En attendant des résultats de fouilles décisifs, l’enthousiasme local à Izmir atteint un sommet, nourri par des siècles de folklore.
Le long des collines aux abords de la ville, une grotte humide de la vallée de Bornova est depuis longtemps vénérée par les habitants comme le lieu où Homère aurait composé ses chefs-d’œuvre. Les textes anciens appelaient fréquemment le poète Melesigenes ("né du Meles"), en référence au fleuve qui coule à côté de Bayraklı.
"Préserver l’héritage d’Homère est un devoir que nous devons à l’humanité", déclare à l’AFP le maire de Bornova, Ömer Eşki, en détaillant les projets municipaux visant à restaurer la grotte pour le tourisme culturel international. "Les histoires qu’il raconte appartiennent à ce paysage."
Les chercheurs locaux invoquent également des reliefs antiques qui reproduisent les contours physiques de la grotte de Bornova.

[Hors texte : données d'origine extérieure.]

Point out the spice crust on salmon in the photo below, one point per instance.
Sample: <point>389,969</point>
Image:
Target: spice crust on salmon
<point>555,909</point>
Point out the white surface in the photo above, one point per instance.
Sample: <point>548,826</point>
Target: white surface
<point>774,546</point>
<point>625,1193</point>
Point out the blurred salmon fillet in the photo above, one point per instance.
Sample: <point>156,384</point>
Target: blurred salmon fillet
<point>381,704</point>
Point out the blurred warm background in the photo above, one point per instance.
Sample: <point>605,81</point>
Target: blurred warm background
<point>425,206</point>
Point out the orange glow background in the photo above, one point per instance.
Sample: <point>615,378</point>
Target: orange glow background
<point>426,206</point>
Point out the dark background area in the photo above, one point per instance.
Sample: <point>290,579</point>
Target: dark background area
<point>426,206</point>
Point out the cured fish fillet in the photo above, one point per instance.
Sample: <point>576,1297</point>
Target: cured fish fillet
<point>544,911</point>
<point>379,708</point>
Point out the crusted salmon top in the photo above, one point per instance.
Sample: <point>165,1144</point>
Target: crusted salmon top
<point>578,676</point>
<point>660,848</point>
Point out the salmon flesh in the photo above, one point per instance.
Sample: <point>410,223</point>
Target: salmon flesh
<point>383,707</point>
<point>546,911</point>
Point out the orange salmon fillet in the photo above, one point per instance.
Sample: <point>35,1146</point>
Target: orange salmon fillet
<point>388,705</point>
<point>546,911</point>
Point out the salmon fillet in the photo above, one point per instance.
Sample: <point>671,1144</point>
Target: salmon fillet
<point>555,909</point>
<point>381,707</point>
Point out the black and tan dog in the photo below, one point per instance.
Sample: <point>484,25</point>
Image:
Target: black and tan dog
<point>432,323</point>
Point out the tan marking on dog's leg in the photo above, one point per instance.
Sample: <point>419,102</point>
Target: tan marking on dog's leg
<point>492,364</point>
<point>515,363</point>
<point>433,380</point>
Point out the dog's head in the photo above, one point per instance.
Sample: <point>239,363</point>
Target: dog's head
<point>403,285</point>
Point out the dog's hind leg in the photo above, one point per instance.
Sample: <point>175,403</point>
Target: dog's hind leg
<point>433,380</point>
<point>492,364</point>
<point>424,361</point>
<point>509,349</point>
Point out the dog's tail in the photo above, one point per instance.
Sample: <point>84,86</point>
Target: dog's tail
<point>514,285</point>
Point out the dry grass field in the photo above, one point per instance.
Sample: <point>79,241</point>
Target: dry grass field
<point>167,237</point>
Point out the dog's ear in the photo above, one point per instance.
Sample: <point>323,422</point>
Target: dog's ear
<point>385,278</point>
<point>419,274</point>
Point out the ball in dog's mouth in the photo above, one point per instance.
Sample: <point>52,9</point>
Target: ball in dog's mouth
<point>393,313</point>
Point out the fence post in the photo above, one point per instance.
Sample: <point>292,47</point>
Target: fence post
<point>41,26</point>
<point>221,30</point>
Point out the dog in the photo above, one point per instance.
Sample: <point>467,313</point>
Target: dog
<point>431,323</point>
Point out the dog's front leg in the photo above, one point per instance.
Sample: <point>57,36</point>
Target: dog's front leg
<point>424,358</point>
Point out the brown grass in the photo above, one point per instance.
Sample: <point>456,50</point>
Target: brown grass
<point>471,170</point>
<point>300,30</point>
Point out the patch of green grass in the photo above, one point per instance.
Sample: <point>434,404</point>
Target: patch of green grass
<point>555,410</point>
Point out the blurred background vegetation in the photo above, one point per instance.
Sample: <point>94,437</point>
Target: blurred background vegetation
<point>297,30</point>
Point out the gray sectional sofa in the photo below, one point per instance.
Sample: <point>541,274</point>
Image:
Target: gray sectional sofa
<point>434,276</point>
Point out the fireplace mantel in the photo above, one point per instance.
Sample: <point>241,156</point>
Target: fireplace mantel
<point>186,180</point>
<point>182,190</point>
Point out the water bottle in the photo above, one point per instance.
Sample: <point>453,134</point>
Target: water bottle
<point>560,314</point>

"On a toujours appelé cet endroit la vallée d’Homère. Pour moi, il ne fait aucun doute qu’il vient de ces terres", explique à l’AFP le chercheur turc Altan Altın, ajoutant que l’héritage du poète fait le lien entre les histoires régionales. "Homère a 2 800 ans, alors que les frontières modernes n’ont qu’un siècle. Homère est grec. Homère est anatolien."
Des archéologues comme Mehmet Akif Erdem soulignent également que les monnaies et les statues prouvent que les habitants de l’Antiquité considéraient Homère comme l’un des leurs. Mais, comme le rappelle la professeure Erdem à Euronews, si les pistes historiques et linguistiques ramènent sans cesse à l’ancienne Smyrne, la preuve matérielle ultime demeure enfouie sous terre.